Fenprof rails against Marcelo’s rubber-stamping of “unfair diploma”

Upshot of initial presidential veto “hasn’t changed a thing”

Amid the cacophony of soundbites around the president’s latest decision-making, the dilemma faced by the nation’s teachers has been largely sidelined. But it is hugely relevant.

Marcelo initially vetoed the government diploma on teacher’s progressions. He sent it back – much as he has done with the housing programme, with a list of points and suggestions – but now he has ‘promulgated’ the government’s second draft, which barely changes a thing.

In less than a month, teachers who saw the presidential veto as ‘positive’ have learnt otherwise.

And this morning, the nation heard from PS parliamentary spokesman Eurico Brilhante Dias that in respect of the housing programme, the government equally doesn’t intend to change a thing. “We will confirm the diploma as it stands”, he said.

In other words, presidential ‘vetoes’ appear next to meaningless. 

Teachers federation FENPROF has stressed today “the need to maintain the strong and righteous fight”.

This new diploma has simply “generated new asymmetries in teachers’ careers”, says the federation, and, it believes, “seeks to eliminate the six years, six months and 23 days (of service not accounted for)”.

Marcelo’s reasoning for promulgation second time round was that the government had left the door ‘ajar’ on this score; “not completely closed”.

But narrowly ajar, or completely closed, it is clear to teachers that this PS Socialist government has no intention of ever ushering them through the door…

Says Lusa: “The diploma enacted today establishes a special regime for regularising asymmetries in the career progression of kindergarten teachers and teachers of basic and secondary education in public establishments of pre-school education and basic and secondary education.

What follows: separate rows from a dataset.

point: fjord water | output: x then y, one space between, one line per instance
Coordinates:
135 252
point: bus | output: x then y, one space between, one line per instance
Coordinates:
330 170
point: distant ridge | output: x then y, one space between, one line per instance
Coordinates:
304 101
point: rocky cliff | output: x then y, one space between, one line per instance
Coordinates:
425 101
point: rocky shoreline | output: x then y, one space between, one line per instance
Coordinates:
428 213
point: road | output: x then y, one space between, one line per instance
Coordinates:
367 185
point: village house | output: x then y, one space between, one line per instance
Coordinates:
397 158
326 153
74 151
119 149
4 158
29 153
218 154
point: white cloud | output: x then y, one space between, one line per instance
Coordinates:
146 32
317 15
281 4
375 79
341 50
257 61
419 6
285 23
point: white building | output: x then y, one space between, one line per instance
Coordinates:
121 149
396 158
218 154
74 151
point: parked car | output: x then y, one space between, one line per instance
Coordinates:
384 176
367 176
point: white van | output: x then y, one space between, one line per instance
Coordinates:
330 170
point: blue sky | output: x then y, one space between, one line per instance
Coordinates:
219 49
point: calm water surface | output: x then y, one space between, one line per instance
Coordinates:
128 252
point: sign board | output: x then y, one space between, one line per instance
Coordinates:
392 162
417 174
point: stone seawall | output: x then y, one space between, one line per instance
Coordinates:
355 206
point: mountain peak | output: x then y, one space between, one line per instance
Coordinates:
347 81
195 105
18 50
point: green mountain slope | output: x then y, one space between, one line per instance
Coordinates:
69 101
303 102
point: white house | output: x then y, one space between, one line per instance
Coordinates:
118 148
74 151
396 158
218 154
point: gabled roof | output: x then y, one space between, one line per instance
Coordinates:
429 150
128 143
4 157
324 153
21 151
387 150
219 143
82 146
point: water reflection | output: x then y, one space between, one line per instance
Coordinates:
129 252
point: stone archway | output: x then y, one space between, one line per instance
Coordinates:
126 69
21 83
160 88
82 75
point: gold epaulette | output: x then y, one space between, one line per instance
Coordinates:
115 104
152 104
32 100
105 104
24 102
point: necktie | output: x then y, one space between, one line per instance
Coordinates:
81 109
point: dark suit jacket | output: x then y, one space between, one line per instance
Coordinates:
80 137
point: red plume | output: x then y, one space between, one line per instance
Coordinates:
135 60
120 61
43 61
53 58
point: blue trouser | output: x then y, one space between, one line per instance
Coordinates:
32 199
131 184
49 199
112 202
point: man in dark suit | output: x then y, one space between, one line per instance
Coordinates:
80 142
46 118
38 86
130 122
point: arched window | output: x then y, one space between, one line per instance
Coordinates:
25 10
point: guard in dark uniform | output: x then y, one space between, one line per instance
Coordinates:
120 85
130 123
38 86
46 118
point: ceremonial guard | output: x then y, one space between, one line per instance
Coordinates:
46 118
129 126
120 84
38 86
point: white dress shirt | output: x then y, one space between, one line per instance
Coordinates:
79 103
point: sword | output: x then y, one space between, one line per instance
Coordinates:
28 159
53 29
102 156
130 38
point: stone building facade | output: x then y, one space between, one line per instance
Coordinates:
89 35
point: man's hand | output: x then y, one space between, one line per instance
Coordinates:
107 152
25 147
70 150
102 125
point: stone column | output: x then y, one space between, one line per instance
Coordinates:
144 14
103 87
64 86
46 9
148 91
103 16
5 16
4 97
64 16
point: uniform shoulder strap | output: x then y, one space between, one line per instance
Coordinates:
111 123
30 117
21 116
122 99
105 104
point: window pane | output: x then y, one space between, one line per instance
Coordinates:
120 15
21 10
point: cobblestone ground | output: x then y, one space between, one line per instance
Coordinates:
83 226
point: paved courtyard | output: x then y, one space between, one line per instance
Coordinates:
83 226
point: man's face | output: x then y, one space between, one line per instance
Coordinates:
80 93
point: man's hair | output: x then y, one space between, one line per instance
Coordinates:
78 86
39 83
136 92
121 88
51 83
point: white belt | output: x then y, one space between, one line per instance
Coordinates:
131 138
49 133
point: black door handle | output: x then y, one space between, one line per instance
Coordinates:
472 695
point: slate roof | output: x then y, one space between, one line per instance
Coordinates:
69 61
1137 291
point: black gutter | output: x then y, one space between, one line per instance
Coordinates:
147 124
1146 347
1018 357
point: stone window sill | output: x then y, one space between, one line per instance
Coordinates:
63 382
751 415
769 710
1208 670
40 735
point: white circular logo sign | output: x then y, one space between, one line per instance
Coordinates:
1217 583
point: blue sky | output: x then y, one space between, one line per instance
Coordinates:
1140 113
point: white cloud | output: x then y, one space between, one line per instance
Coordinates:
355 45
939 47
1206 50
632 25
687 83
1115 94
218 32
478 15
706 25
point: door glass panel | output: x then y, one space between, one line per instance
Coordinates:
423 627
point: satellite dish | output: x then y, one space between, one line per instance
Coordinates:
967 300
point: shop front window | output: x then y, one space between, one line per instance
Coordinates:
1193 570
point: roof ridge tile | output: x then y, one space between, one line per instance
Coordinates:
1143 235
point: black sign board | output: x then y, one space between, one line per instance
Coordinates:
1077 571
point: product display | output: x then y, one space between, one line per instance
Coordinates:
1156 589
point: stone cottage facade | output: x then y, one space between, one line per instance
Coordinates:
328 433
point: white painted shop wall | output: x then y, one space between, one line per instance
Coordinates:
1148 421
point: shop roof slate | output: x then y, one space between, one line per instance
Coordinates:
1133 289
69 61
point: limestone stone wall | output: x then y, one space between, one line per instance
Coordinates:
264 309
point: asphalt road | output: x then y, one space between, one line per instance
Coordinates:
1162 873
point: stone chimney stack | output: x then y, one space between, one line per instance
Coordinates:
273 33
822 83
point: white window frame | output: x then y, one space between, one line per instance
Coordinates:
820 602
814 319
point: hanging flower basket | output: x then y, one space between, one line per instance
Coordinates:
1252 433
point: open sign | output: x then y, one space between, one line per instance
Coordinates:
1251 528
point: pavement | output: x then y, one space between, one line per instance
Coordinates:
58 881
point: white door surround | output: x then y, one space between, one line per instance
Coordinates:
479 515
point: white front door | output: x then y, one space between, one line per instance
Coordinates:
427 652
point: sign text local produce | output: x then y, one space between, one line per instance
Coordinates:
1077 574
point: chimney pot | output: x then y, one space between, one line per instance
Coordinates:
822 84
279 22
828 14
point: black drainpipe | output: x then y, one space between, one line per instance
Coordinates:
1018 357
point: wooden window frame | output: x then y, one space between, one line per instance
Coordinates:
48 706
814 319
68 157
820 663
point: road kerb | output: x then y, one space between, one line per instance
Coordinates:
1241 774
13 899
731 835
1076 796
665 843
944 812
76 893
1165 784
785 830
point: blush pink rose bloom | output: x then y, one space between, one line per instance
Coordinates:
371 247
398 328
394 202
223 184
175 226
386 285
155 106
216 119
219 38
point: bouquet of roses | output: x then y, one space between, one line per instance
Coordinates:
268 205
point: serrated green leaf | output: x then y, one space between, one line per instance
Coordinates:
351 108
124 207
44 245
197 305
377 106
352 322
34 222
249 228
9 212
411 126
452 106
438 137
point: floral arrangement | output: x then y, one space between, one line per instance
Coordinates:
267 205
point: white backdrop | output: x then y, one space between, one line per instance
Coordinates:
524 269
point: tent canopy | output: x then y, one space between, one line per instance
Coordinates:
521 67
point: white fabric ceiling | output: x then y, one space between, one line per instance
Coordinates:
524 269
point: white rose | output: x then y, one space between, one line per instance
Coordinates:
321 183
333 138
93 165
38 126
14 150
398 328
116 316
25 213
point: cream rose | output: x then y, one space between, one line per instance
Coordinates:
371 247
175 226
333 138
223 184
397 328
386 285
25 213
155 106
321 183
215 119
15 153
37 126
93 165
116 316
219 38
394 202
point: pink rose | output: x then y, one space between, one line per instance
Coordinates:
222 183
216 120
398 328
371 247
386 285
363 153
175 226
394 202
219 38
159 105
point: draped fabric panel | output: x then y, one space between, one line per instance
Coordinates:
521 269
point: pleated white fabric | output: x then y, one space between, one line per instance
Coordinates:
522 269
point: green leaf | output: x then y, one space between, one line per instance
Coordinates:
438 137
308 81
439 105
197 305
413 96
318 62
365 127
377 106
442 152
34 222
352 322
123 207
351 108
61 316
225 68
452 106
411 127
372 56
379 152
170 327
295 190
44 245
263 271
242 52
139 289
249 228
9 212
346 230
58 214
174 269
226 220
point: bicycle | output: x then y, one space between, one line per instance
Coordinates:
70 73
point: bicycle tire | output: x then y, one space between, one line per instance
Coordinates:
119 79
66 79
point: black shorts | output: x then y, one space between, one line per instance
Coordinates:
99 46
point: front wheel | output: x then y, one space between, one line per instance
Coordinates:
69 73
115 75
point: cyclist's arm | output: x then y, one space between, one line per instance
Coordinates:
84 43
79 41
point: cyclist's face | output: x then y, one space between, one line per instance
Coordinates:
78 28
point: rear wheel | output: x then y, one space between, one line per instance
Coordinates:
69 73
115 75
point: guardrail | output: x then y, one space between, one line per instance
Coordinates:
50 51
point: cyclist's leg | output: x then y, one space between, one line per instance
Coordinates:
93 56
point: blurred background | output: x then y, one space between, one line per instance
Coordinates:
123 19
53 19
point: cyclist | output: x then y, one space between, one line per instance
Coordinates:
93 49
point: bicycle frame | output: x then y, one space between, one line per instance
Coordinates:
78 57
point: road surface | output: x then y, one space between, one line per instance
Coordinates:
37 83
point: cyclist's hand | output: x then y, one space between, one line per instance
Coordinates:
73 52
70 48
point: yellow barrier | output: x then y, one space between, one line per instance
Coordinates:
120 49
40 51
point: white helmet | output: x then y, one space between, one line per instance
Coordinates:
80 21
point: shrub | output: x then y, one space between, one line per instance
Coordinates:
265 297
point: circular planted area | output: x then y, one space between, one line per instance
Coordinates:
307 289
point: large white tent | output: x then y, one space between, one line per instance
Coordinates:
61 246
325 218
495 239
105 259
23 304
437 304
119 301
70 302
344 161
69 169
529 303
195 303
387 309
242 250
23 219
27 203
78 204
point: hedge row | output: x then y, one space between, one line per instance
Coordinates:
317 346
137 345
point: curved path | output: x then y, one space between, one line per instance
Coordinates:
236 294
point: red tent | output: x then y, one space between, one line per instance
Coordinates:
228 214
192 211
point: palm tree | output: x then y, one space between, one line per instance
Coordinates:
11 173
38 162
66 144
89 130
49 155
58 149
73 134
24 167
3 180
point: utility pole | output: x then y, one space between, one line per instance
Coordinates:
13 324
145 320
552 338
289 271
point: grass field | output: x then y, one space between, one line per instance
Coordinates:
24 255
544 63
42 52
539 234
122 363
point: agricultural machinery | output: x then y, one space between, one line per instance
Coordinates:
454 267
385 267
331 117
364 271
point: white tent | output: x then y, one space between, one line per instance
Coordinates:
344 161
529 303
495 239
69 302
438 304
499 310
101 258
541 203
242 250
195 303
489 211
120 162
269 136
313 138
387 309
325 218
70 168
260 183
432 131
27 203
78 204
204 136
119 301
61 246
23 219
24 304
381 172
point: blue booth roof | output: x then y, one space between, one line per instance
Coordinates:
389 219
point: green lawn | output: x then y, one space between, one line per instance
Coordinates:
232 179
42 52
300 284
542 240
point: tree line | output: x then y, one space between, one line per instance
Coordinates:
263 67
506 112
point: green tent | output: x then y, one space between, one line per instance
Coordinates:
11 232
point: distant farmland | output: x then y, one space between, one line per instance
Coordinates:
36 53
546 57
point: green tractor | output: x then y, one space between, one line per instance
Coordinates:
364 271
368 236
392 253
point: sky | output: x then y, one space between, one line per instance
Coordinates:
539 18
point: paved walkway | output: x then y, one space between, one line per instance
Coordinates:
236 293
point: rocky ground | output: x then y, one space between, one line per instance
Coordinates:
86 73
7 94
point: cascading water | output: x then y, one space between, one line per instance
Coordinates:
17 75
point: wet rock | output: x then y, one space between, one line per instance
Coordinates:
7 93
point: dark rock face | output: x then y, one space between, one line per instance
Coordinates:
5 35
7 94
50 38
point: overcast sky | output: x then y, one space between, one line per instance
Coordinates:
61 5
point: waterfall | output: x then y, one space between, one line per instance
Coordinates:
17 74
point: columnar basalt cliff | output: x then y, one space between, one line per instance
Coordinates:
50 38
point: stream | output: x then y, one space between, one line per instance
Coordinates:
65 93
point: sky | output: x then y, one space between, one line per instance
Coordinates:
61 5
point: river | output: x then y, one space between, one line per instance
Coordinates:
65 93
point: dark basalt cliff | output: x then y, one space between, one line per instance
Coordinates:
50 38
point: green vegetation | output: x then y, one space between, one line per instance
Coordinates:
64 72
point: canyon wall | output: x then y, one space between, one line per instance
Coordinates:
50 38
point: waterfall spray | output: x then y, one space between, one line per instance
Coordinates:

“The President of the Republic had already revealed that he would promulgate the diploma, saying he hoped that the next school year would be “less hectic” than the past.

“For Fenprof, “the diploma that supposedly regularises asymmetries in the career progression of teachers not only does not solve the problem of existing asymmetries, but also gives rise to a few more”.

The federation argues that “the diploma seeks to consolidate the definitive elimination of the six years, six months and 23 days of service time completed and not counted for career purposes; it is a diploma that does not recover a single one of those missing days and that maintains vacancies for progression to the 5th and 7th levels, as well as the quotas that generate tremendous injustices in the evaluation of teachers’ performance“.

Teachers continue to claim the full recovery of the length of service completed, albeit in a phased manner, writes Lusa.

“It is a pity that this problem, which is not the only one, but is undoubtedly the one that most unites teachers, remains, as it will prevent us from having, finally, a peaceful school year in which the struggle gives way to a serious and consequent negotiation”, warned Fenprof, which says it does not even know the final text of the enacted diploma.

When the diploma is known, Fenprof says it “will decide on the need to take a new position”, maintaining the fight for the full recovery of service time still frozen and for the elimination of vacancies and quotas.